There was 56.8 SF of retail space per person in the U.S. at the end of last year, according to a CoStar analysis. By comparison, in 2000 there was 53.8 SF per person.

“We’re not as over-retailed today as what we thought at a macro level ... and are actively working towards a better state of equilibrium,” CoStar National Director of U.S. Retail Analytics Brandon Svec told CoStar News. He added the current environment is showing “the restoration of fundamental balance within the retail sector.”

Last year, just 46M SF of new retail space delivered, the lowest total in two decades, according to Svec, while 26M SF of retail space was demolished.

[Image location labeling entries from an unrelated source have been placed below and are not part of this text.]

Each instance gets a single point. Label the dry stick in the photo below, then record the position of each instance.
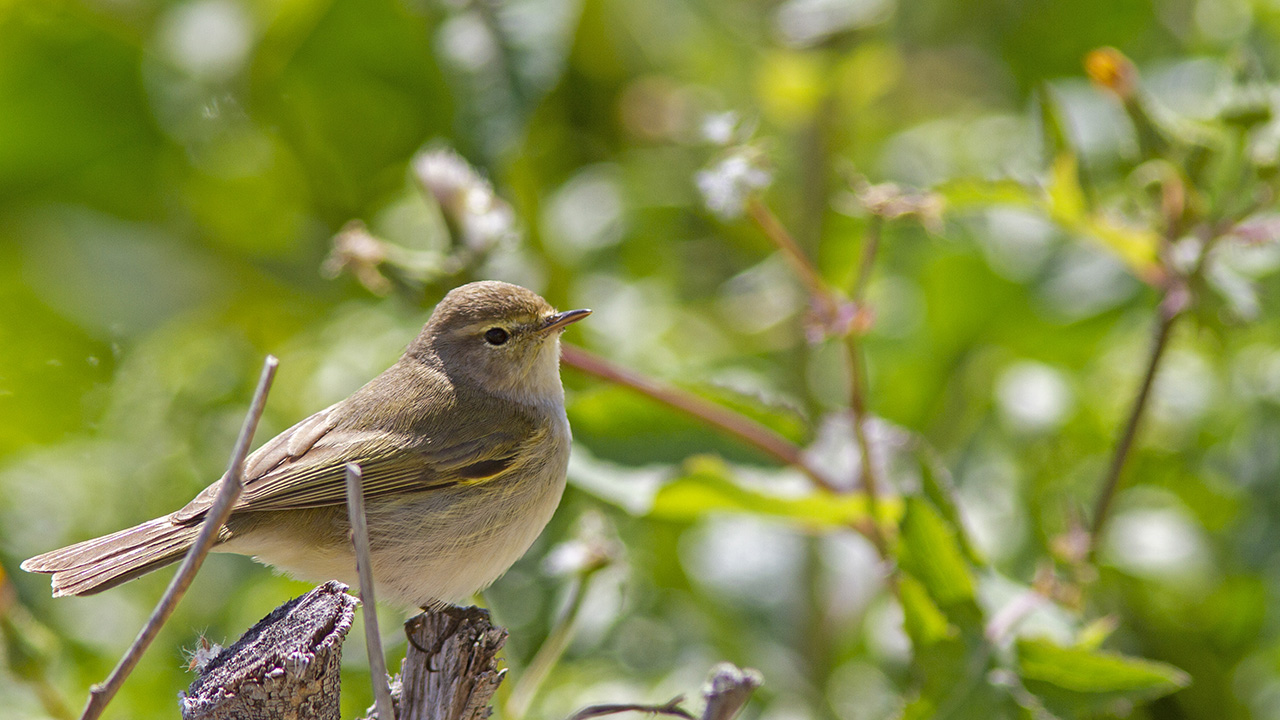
(858, 386)
(229, 491)
(1170, 309)
(365, 569)
(777, 232)
(739, 425)
(670, 707)
(818, 290)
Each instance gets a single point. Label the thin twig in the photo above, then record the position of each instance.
(551, 651)
(670, 707)
(776, 232)
(858, 387)
(734, 423)
(369, 605)
(871, 247)
(727, 691)
(229, 491)
(1170, 309)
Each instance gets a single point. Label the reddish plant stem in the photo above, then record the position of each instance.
(822, 294)
(776, 232)
(732, 423)
(858, 384)
(1170, 310)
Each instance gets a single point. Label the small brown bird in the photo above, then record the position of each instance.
(464, 446)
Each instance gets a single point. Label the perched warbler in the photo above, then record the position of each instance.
(464, 446)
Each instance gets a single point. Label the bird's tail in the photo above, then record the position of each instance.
(104, 563)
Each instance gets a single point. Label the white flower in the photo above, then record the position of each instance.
(467, 199)
(726, 185)
(720, 127)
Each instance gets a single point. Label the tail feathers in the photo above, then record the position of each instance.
(104, 563)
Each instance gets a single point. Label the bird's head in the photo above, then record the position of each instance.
(501, 336)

In fact, some parts of the country could even support more retail, particularly cities that have seen a large influx of population, like San Jose, Seattle, Phoenix, Portland, Oregon, and Austin, all of which have less than 50 SF per person. In the Northeast and the Rust Belt, there are a number of cities that still have too much retail — Milwaukee, Cleveland and Rochester, New York, each have 70 SF or more retail space per person, according to CoStar.

The stabilizing of the market comes after years of overdevelopment leading up to the Great Recession. Retail insiders have said for years the U.S. has too much retail.

“There’s about a billion square feet of retail space that needs to go away, that needs to be converted, for the market to get healthy,” CoStar's then-director of retail research, Suzanne Mulveesaid at a Bisnow retail event in 2017.

And it appears that is now happening, as malls that have dropped in value are knocked down or converted to other uses, such as industrial, medical or even life sciences. In areas hit hard by the pandemic, there are some glimmers of hope for the retail sector. Out of the 17 major Manhattan retail corridors featured in the Real Estate Board of New York’s retail report released last week, nine saw average asking rent per SF grow from fall 2021.